Avanzada la tarde, las sombras se deslizaban a lo largo de las calles polvorientas de la Ciudad, así como los sonidos ocupados de los comerciantes, sacerdotes y mensajeros dio paso a los sonidos más suaves del tráfico por la noche. Los niños gritaban y balbuceaban mientras jugaban entre el barro blanco lavado de las casas. Un argumento que se llevaba a cabo en uno de los edificios cercanos, acompañado por el llanto intermitente de un niño. Cada vez que los gritos se detenían, el llanto del niño también hacia una pausa, sólo para resumirse mientras la discusión se encendía para producirse nuevamente. Un olor sutil, ligeramente dulce era detectable en parches, como las bolsas de aire flotaban sobre la ciudad de las camas del lago de caña en descomposición, cada vez más expuestas a la cámara de aire de calentamiento.
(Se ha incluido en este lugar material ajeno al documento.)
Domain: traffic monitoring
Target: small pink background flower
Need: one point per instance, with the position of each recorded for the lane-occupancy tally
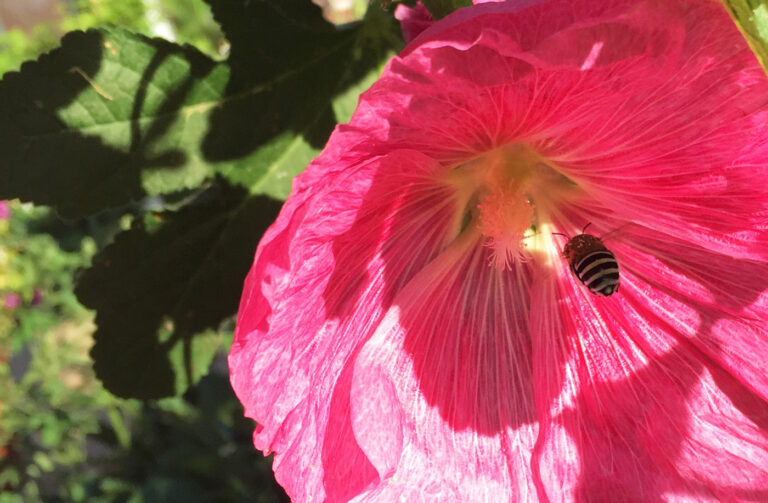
(5, 210)
(410, 330)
Pie de Garra y Maíz Pequeña, acompañados por el hermano de Maíz Pequeña, Índigo y otro chico llamado Escudo de Oro quien los seguía sin vacilar, movían con cautela por las calles que se iban vaciando gradualmente. Ellos usaban las puertas y callejones sombríos para hacer una pausa y mirar a la cada vez más escasa multitud. El clamor del distrito de Cuepopan comenzaba a establecerse así como titulares de los puestos en el mercado hacían su camino de regreso a tierra firme por el norte y el oeste de las calzadas. Los porteadores caminaban cansados por él camino con enormes cestas de caña en la espalda. A pesar de estar vacías, las cestas contenían al incio del día en el viaje interior a la ciudad las mazorcas de maíz, fruta, alubias, tomates, chiles y tortillas. El mercado de Tlatelolco era un asunto mucho más discreto hoy en día en comparación con el bullicio antes de la hambruna, pero la gente todavía hacía negocios allí, con aquellos que aun podían pagar los precios inflados. La prolongada sequía y los fracasos reiterados de los cultivos de los últimos cuatro años fueron tomando su peaje. Los trabajadores luchaban para pagar los precios de los alimentos básicos y aquellos que no tenían un trabajo regular comenzaban a morir de hambre. Las cosas eran bastante malas en el valle alrededor de Tenochtitlán; Pie de Garra había oído decir que en lugar de morir de hambre, la gente de la meseta de Totonicapán se había estado vendiendo a la esclavitud en tal número que el lugar estaba desierto. Aun cuando él no tenía ninguna intención de hacer lo mismo, sin embargo si las lluvias no regresaban sería un verano muy tenebroso.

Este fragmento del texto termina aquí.